Schon wenige Minuten auf der Putlitzbrücke vermögen ein Gefühl der Unendlichkeit zu erzeugen. Der Blick verliert sich entlang den Schienensträngen, gleitet über die windigen Becken und Kanäle des Westhafens. Auf mittlerer Höhe der langen, flachen Brücke erhebt sich am Rand eine gefaltete eiserne Treppe, die nach oben, gen Himmel strebt – das Deportationsmahnmal des Künstlers Volkmar Hase. Es erinnert an die „Osttransporte“ von tausenden Berliner Juden über die Gleise des ehemaligen Güterbahnhofs Putlitzstraße in die Vernichtungslager. Eine Inschrift auf der Gedenkplatte mit dem Davidstern lautet: "Symbol des Weges, der kein Weg mehr war. Für die, die über Rampen, Gleise, Stufen und Treppen diesen letzten Weg gehen mussten."

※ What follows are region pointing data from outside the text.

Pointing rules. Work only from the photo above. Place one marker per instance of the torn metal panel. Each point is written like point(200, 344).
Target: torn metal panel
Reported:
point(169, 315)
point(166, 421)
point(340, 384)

Noch ein paar Schritte weiter auf der Brücke und dann die Stufen hinab erreicht man einen schmalen Kopfsteinpflasterweg, der noch heute in einigen Karten als Deportationsweg bezeichnet wird und früher die Quitzowstraße mit dem Güterbahnhof Putlitzstraße verband. Zwischen 1942 und 1945 wurden 21.000 jüdische Berliner zunächst mit Lastwagen auf das Gelände gebracht, dann zu Fuß in Marschkolonnen bis zum Bahnhof getrieben und in Viehwaggons verladen. Fahrtziel war das Ghetto von Riga, die Züge der Deutschen Reichsbahn rollten aber auch direkt ins Vernichtungslager von Auschwitz. Kaum einer der Deportierten kehrte von dieser Reise zurück. Von den Rampen und den Gleisen des Güterbahnhofs ist heute nichts mehr zu sehen, nur am Ende des Deportationsweges versinken die letzten Reste des Gleises 69, von dem aus die Züge nach Osten abfuhren, im Asphalt.